Did I? Because home didn't feel very comforting right now.

I walked back into the kitchen, where I picked up the newspaper clipping that Mom had laid out for me to see when I got home from school. Rereading it, scouring it for anything I might have missed, anything that hadn't appeared in my Google search—which had brought up the same clip, along with a brief notation of Anthony Travolo's funeral services, which had been held out on Long Island.

The accident had occurred in Croton-on-Hudson, New York. February 14th at approximately 9:30 p.m. Anthony Travolo of Bensonhurst, aged nineteen. My name was withheld. Both of us had been taken to Weill Cornell with grave injuries.

“He never regained consciousness.” Mom spoke wearily from the kitchen door, where she'd been watching me. “So he went peacefully. He wasn't from our neighborhood or school district.”

“Nobody knew him?”

“You'd have to ask around. But he didn't have any overlap with your close Lafayette friends. No drugs, no alcohol. No indication of foul play.”

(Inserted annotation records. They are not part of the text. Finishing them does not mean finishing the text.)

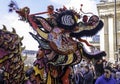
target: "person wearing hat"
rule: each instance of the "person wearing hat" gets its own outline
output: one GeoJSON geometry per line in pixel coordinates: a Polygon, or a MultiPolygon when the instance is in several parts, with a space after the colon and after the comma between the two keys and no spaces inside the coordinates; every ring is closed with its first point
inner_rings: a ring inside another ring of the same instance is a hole
{"type": "Polygon", "coordinates": [[[116,82],[117,82],[116,84],[120,84],[120,72],[117,71],[115,75],[116,75],[116,82]]]}
{"type": "Polygon", "coordinates": [[[104,74],[97,78],[95,84],[116,84],[115,79],[111,75],[112,68],[106,66],[104,68],[104,74]]]}

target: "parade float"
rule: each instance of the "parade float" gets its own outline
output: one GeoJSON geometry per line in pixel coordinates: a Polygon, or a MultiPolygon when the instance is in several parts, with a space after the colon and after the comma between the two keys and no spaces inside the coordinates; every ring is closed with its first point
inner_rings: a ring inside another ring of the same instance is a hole
{"type": "Polygon", "coordinates": [[[0,70],[4,73],[4,84],[19,84],[25,79],[22,40],[14,28],[12,32],[5,25],[0,29],[0,70]]]}
{"type": "MultiPolygon", "coordinates": [[[[36,34],[29,32],[39,44],[33,70],[43,84],[70,84],[73,66],[79,64],[82,58],[99,60],[106,56],[104,51],[90,53],[83,45],[85,43],[88,47],[94,47],[82,37],[94,36],[102,29],[104,23],[97,15],[84,13],[82,8],[80,13],[65,6],[55,10],[53,5],[47,6],[45,12],[30,14],[30,8],[18,8],[13,1],[9,8],[10,12],[15,11],[21,21],[28,22],[36,31],[36,34]],[[47,14],[48,17],[43,17],[41,14],[47,14]]],[[[14,84],[17,74],[20,74],[20,78],[17,78],[18,82],[22,83],[24,63],[20,58],[21,40],[14,32],[5,30],[0,30],[0,39],[0,50],[5,52],[4,55],[1,54],[0,63],[8,63],[4,64],[5,71],[9,75],[5,80],[10,80],[8,84],[14,84]],[[15,68],[17,65],[11,68],[12,64],[15,64],[12,58],[19,59],[17,60],[19,70],[15,68]]]]}

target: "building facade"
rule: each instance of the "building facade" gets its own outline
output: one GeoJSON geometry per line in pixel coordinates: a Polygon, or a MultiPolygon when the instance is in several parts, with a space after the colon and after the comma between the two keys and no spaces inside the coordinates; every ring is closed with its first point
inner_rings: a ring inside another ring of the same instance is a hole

“Why were we going to Aunt Gail's?”

“She said you'd called about a week before, and you hadn't mentioned a guest. That's why we think you were giving him a lift, dropping him off somewhere before Gail's. You hadn't told me you were going to visit her, either—I'd never have let you drive in that storm. Never. I suspect your plan was to call us once you'd gotten there. That bridge was a sheet of ice. The car skidded, you lost control, and that, unfortunately, is the whole story.”

A story with a lifetime of consequences. I dropped the clipping. I was sleepy. Addington-nap sleepy, as if my body yearned to spend a few hours in the dark, healing.

Mom went to the fridge and began to take out options for dinner. Ordinarily I would have helped. Not tonight. I didn't have the energy to lift a loaf of bread. I wandered back to the living room, to the couch. I wrapped up in the afghan and listened to dinner being prepared. Through closed eyes, I could feel the room gradually turn to night.

Did it matter that I didn't know Anthony Travolo? Probably not.

It's not as if knowing him would have changed anything.

One night, one car, one bridge, one survivor. I was here and he wasn't. The poison of this knowledge was inside me. Now and forever.